1. Introduction

Drug discovery aims in identifying novel candidate treatments against diseases. It is a lengthy (it takes about 15 years) and costly (about 1–1.5 billion euros) process involving a laborious series of different stages, including preclinical studies [1,2].

A crucial part in the preclinical evaluation of drug discovery is performed on the basis of biodistribution ex vivo studies that aim in monitoring the interaction of radioisotope- or fluorescence-labeled candidate drugs on animal subjects invasively. However, this invasive method, although a gold standard, raises economical and ethical issues due to the large number of required animals [3]. Non-invasive methods, such as molecular imaging, have been proposed, aiming in improving animal handling and catalyzing the necessary time required for biodistribution ex vivo studies. Such methods include imaging using Positron Emission Tomography (PET), Single Photon Emission Tomography (SPECT), Computed Tomography (CT) and Magnetic Resonance Imaging (MRI), similar to those used in clinical practice. It is well proven that small animal imaging speeds up the whole process, increases accuracy and decreases cost [4,5,6].

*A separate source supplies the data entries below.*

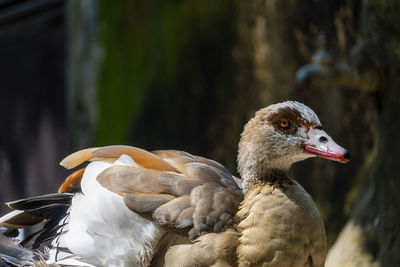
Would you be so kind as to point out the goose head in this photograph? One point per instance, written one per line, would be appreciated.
(280, 135)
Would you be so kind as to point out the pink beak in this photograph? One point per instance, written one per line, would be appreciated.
(322, 145)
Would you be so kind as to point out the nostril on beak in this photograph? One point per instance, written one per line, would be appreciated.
(346, 155)
(323, 139)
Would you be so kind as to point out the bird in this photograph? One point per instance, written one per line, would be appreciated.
(126, 206)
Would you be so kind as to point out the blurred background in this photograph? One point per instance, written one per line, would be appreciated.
(188, 75)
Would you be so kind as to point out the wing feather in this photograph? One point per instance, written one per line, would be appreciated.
(174, 188)
(140, 156)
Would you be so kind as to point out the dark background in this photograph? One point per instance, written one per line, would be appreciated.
(189, 74)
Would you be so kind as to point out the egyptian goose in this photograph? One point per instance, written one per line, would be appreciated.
(131, 207)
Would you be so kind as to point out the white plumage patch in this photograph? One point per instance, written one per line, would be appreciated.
(102, 231)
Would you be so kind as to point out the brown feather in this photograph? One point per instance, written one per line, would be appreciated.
(172, 154)
(77, 158)
(73, 182)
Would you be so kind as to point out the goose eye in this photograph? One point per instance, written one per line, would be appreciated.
(285, 123)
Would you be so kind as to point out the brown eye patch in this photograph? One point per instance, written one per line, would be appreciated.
(286, 120)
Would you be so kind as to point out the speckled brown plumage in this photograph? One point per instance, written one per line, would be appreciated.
(204, 216)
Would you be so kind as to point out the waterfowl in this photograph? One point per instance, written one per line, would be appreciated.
(132, 207)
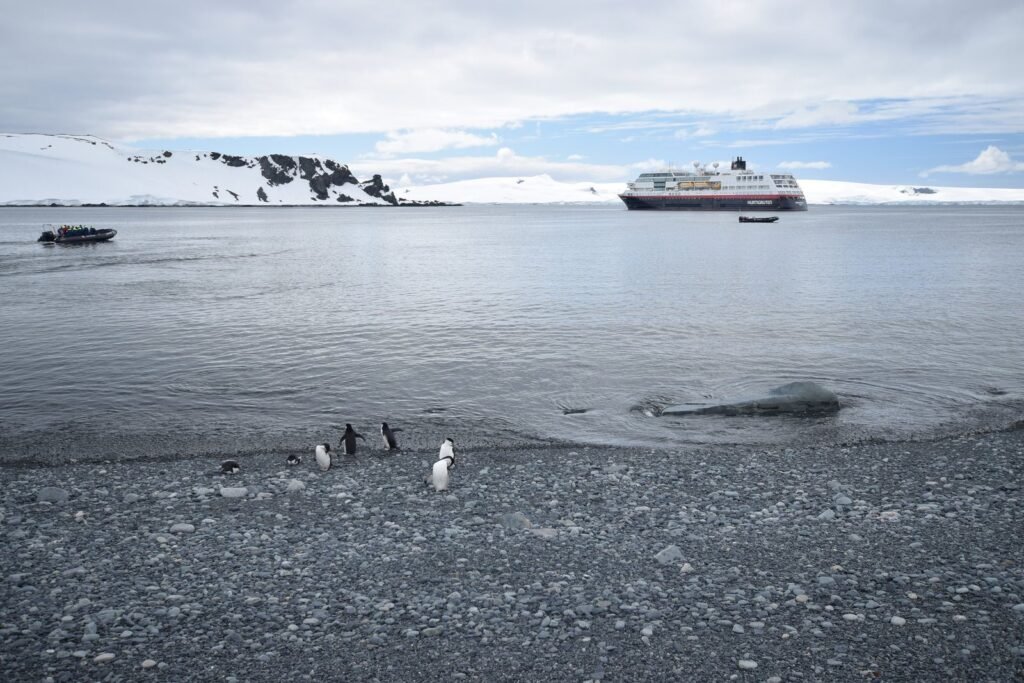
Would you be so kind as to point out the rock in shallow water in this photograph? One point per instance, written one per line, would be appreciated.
(793, 398)
(670, 554)
(51, 495)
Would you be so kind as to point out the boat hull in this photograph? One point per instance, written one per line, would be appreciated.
(102, 235)
(711, 203)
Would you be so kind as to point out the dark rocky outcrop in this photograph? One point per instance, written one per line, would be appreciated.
(376, 187)
(275, 174)
(233, 161)
(793, 398)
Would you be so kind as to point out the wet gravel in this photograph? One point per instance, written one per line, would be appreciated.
(898, 561)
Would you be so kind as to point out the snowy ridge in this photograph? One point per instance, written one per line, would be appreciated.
(73, 170)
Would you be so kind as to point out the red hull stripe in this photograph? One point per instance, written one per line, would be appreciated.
(711, 197)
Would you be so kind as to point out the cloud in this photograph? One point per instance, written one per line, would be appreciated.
(432, 139)
(316, 68)
(804, 164)
(826, 114)
(990, 160)
(505, 162)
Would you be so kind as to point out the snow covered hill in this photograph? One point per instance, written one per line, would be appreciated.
(73, 170)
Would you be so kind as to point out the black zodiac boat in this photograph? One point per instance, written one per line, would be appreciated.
(77, 235)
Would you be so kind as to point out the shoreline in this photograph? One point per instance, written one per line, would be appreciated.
(901, 559)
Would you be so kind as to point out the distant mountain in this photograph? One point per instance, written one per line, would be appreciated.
(544, 189)
(75, 170)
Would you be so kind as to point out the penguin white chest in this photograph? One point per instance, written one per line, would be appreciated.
(439, 475)
(323, 458)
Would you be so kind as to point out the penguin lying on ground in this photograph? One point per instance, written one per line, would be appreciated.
(324, 456)
(445, 461)
(388, 434)
(348, 439)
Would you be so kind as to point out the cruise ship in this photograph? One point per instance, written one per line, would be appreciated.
(709, 189)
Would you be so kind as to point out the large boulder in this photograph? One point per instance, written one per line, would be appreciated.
(793, 398)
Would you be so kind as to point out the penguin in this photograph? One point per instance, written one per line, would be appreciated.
(445, 461)
(348, 439)
(448, 451)
(324, 456)
(388, 434)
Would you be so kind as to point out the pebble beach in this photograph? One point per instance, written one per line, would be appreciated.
(896, 561)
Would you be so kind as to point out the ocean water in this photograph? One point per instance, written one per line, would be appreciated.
(230, 331)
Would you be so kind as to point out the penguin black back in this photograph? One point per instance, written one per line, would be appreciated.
(348, 439)
(390, 442)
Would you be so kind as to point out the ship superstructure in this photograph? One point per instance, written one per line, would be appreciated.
(710, 189)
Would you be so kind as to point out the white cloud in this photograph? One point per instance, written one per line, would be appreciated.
(819, 115)
(804, 164)
(686, 133)
(432, 139)
(312, 67)
(990, 160)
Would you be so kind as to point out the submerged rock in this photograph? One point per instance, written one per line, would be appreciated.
(51, 495)
(793, 398)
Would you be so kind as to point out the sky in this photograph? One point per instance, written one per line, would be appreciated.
(915, 92)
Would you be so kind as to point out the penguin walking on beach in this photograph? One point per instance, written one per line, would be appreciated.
(390, 442)
(445, 461)
(324, 457)
(348, 439)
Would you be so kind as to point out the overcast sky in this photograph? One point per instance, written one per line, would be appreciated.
(905, 91)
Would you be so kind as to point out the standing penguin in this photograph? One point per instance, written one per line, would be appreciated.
(348, 439)
(324, 457)
(445, 461)
(388, 434)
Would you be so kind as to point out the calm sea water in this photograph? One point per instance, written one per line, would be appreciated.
(216, 331)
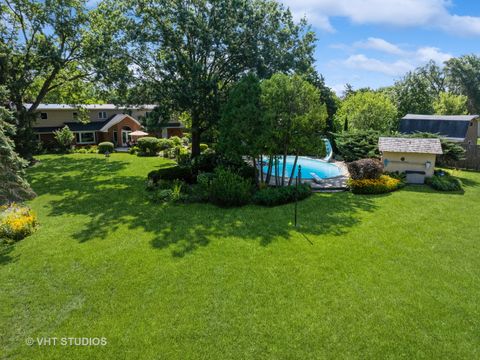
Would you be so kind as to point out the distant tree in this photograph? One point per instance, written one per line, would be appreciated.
(295, 116)
(13, 186)
(463, 77)
(189, 53)
(368, 111)
(450, 104)
(64, 138)
(44, 46)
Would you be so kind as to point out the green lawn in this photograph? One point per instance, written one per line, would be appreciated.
(391, 276)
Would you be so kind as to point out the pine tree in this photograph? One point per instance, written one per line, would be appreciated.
(13, 186)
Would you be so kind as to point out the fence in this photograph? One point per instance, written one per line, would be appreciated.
(471, 161)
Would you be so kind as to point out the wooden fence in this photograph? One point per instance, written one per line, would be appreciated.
(471, 161)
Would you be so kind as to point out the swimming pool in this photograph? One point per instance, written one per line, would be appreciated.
(320, 168)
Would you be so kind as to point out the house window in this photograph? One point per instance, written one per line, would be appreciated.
(85, 137)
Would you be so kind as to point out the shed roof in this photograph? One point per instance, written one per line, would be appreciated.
(410, 145)
(454, 127)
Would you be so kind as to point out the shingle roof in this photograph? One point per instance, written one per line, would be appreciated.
(441, 117)
(452, 127)
(91, 107)
(410, 145)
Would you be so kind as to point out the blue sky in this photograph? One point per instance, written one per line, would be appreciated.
(374, 42)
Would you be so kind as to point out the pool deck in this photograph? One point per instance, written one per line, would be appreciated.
(333, 184)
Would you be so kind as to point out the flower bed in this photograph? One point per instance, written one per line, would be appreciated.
(16, 222)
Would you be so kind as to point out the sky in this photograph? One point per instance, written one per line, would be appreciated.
(374, 42)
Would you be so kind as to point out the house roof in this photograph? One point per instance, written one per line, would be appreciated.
(441, 117)
(451, 126)
(91, 107)
(410, 145)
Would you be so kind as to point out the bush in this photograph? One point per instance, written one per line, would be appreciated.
(149, 146)
(16, 222)
(365, 169)
(105, 147)
(355, 145)
(229, 189)
(172, 173)
(183, 157)
(443, 181)
(273, 196)
(176, 141)
(133, 150)
(64, 138)
(383, 184)
(164, 144)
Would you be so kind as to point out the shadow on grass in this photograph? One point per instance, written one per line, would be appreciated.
(110, 197)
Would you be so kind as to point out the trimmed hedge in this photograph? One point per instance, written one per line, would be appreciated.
(105, 147)
(382, 185)
(148, 145)
(272, 196)
(229, 189)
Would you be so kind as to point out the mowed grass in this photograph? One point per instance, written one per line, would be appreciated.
(393, 276)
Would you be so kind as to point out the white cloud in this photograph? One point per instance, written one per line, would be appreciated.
(363, 62)
(425, 54)
(425, 13)
(380, 45)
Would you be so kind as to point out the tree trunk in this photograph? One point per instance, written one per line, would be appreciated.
(261, 169)
(292, 175)
(195, 142)
(284, 167)
(269, 171)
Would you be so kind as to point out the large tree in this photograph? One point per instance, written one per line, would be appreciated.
(186, 53)
(13, 186)
(296, 119)
(463, 76)
(44, 46)
(367, 110)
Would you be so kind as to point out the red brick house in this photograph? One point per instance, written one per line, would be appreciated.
(107, 123)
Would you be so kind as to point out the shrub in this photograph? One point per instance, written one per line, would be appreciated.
(172, 173)
(443, 181)
(229, 189)
(273, 196)
(64, 138)
(164, 144)
(134, 150)
(381, 185)
(176, 141)
(105, 147)
(148, 145)
(183, 156)
(365, 169)
(16, 222)
(355, 145)
(206, 162)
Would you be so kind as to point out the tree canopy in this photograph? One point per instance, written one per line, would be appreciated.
(367, 110)
(187, 54)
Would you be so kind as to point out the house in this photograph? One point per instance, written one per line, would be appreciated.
(414, 156)
(459, 128)
(108, 122)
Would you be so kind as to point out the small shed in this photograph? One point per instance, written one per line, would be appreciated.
(413, 156)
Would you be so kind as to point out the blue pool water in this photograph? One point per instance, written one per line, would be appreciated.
(320, 168)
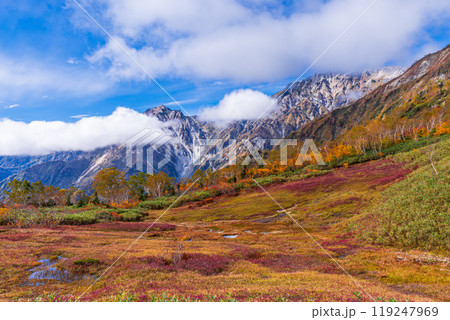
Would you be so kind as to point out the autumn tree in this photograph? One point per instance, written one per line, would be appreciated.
(138, 186)
(111, 185)
(157, 184)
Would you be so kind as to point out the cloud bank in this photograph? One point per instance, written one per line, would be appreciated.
(44, 137)
(244, 104)
(252, 41)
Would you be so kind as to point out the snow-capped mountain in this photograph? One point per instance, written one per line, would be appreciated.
(299, 103)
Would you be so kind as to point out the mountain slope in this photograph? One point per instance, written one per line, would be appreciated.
(302, 102)
(423, 86)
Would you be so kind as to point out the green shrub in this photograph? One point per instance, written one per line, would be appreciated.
(414, 213)
(83, 218)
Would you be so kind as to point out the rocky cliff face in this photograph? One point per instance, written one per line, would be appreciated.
(423, 86)
(300, 103)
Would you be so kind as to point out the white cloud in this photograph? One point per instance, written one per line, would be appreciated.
(243, 104)
(31, 77)
(79, 116)
(224, 39)
(12, 106)
(43, 137)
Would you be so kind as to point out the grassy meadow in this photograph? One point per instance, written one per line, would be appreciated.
(385, 221)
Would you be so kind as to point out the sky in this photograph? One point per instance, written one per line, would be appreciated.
(58, 66)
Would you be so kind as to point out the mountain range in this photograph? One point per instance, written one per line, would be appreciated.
(321, 106)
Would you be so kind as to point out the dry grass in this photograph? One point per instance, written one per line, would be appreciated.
(271, 261)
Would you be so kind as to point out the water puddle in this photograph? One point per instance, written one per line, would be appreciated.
(230, 236)
(47, 271)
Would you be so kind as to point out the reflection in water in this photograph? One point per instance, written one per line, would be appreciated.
(46, 271)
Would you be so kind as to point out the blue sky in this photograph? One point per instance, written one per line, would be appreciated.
(56, 64)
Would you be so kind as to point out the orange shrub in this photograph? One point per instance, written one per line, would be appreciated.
(442, 128)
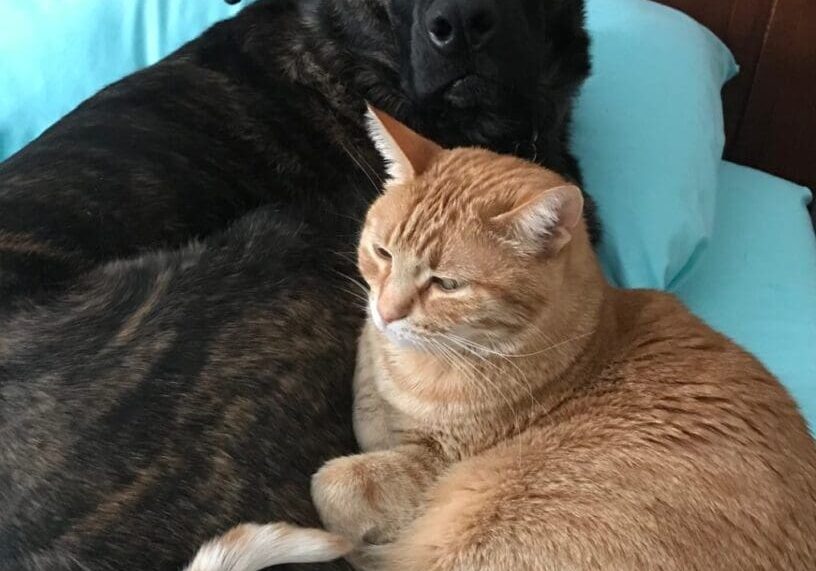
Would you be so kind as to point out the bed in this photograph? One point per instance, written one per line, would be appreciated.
(750, 267)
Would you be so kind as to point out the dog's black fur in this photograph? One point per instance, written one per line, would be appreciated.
(177, 316)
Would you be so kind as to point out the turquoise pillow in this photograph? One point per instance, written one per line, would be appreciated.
(649, 133)
(755, 280)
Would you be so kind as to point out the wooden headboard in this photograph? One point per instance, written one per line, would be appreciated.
(770, 107)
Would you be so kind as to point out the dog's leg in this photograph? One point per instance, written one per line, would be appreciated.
(252, 547)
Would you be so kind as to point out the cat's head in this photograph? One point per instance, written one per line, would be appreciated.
(466, 246)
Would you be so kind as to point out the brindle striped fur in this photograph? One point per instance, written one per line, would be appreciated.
(177, 328)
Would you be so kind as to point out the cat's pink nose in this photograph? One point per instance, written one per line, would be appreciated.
(391, 312)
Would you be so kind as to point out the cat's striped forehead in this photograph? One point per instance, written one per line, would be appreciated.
(458, 196)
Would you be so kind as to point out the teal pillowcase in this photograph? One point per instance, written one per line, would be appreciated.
(755, 280)
(649, 133)
(56, 53)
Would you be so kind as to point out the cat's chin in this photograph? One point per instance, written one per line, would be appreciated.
(403, 339)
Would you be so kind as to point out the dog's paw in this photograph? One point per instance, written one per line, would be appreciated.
(348, 497)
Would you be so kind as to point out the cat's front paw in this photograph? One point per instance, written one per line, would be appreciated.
(348, 498)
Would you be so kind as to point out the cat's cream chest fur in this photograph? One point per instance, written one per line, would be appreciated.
(398, 402)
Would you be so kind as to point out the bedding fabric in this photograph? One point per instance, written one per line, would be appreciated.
(755, 280)
(649, 133)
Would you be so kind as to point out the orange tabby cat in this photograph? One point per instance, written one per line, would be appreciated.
(518, 413)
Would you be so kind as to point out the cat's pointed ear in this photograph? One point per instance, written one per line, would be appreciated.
(545, 220)
(407, 154)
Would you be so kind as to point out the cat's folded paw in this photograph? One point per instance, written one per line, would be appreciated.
(347, 497)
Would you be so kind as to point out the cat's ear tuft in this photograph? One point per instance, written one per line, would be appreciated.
(546, 219)
(407, 154)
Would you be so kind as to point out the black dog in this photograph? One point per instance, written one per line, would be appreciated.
(177, 311)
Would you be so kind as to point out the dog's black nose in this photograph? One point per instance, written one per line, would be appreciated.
(459, 25)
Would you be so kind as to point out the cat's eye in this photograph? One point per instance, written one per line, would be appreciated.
(382, 253)
(447, 284)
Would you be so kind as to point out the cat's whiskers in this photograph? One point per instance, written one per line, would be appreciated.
(523, 382)
(356, 282)
(485, 377)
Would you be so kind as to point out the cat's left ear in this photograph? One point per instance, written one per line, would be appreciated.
(407, 153)
(546, 220)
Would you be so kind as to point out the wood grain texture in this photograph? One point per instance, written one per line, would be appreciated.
(771, 107)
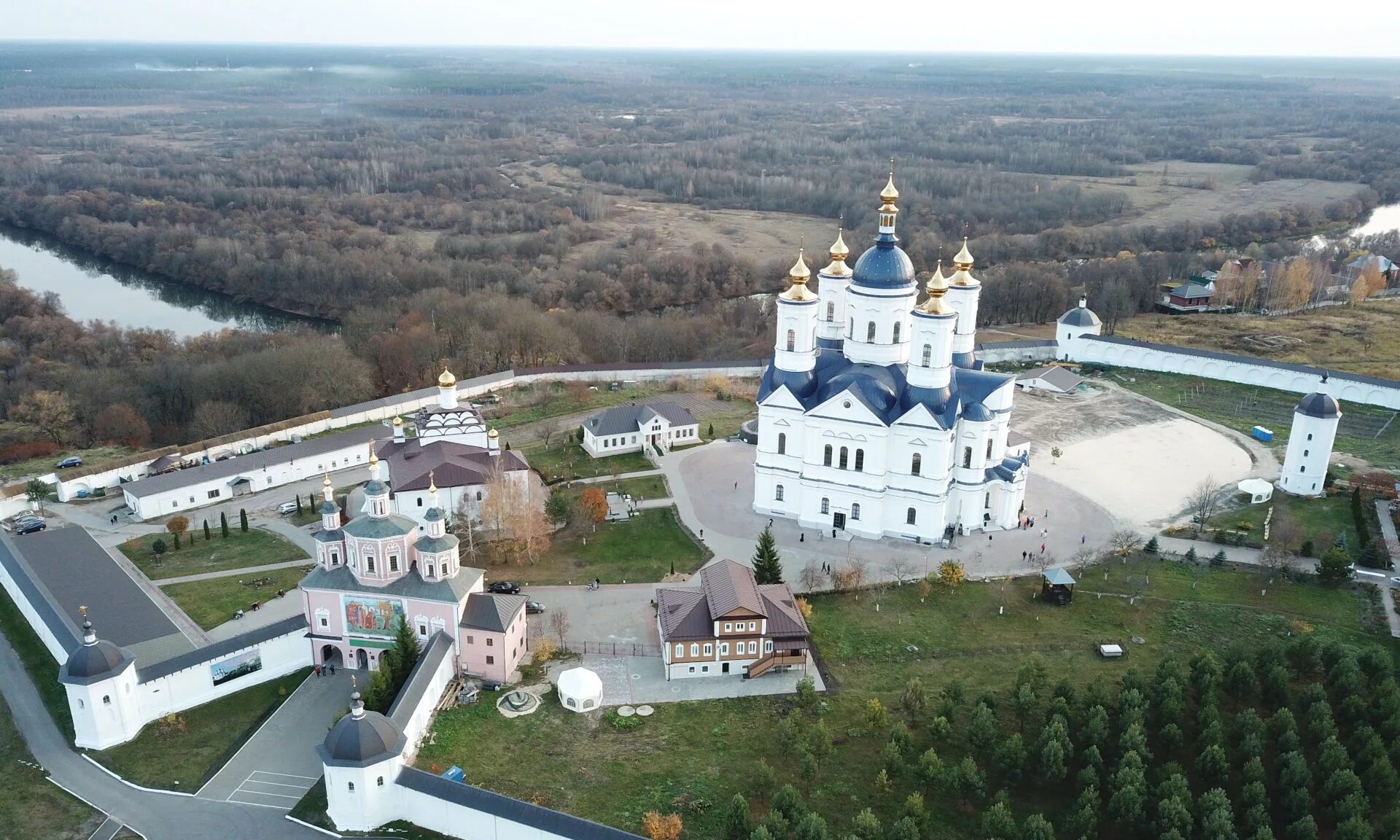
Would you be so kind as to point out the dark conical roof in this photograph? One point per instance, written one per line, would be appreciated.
(363, 738)
(1319, 405)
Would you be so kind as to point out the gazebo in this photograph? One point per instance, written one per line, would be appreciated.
(1057, 587)
(580, 689)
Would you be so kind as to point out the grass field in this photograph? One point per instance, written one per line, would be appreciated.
(181, 752)
(695, 756)
(198, 555)
(34, 806)
(209, 604)
(36, 661)
(45, 465)
(569, 459)
(1363, 432)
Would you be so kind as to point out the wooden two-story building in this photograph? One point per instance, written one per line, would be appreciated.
(730, 625)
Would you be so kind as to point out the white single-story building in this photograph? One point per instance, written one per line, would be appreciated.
(634, 426)
(1053, 378)
(210, 483)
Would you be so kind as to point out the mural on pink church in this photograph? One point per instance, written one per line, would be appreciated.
(373, 616)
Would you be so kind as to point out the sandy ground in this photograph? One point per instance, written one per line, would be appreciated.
(1144, 473)
(1129, 454)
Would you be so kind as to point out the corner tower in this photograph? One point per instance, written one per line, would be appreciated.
(1310, 443)
(881, 295)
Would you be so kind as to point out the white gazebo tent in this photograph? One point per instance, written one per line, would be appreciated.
(580, 689)
(1259, 490)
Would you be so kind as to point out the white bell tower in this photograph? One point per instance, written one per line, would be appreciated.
(1310, 443)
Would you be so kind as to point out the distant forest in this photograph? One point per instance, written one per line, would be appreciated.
(456, 205)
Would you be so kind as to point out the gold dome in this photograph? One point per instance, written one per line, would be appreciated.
(798, 275)
(936, 287)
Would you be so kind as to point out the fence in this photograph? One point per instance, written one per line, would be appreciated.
(613, 648)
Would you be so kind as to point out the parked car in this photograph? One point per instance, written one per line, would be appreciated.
(30, 525)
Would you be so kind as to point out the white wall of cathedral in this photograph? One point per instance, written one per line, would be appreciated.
(878, 324)
(1310, 451)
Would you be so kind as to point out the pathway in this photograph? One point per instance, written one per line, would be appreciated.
(155, 815)
(279, 763)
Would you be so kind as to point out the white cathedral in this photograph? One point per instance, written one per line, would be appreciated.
(875, 416)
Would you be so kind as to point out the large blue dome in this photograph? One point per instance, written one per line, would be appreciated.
(884, 266)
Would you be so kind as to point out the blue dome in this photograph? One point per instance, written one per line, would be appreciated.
(884, 266)
(978, 413)
(874, 385)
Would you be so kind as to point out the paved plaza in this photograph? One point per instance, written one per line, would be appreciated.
(629, 681)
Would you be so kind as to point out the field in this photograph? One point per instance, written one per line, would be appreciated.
(198, 555)
(1364, 432)
(693, 758)
(33, 806)
(209, 604)
(1363, 339)
(182, 751)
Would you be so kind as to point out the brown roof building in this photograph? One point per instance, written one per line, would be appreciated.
(730, 625)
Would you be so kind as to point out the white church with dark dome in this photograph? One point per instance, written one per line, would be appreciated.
(875, 416)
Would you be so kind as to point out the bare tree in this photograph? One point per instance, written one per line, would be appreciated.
(1123, 542)
(1205, 500)
(901, 569)
(559, 623)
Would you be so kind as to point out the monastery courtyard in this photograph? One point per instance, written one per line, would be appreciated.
(1126, 462)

Planar molecular imaging is another alternative since it can effectively be used to track a new tracer and study the accumulation from zero point in time post-injection. Two-dimensional fluorescence/bioluminescence optical imaging is a well-established method for this purpose [7,8], offering high sensitivity, simplicity and decreased cost while having low depth penetration, limited clinical translation and being nonquantitative [1,2]. On the other hand, both SPECT and PET radioisotopes planar imaging provide quantitative information of high spatial resolution while also retaining simplicity, low cost and high throughput properties at the expense of access to radioactivity [9,10]. In order to provide simultaneous anatomic information, both techniques have been used, along with X-ray imaging, in commercial systems (In-Vivo MS FX PRO, Bruker) and prototypes [11], although increasing the cost and complexity, including radiation protection.

The aim of this work is to explore a potential solution for generating adequately accurate synthetic morphological X-ray images by translating standard photographic images of mice using deep learning. Such an approach would benefit planar molecular imaging studies since the acquired photographic images have poor resolution in terms of anatomical information. By superimposing adequately high-resolution synthesized anatomical images on real functional mouse images, it would be possible to generate a preliminary estimation of the drug distribution within the body of the animal using conventional photographic sensors, thus reducing cost and complexity by eliminating the need for X-ray imaging of the animal.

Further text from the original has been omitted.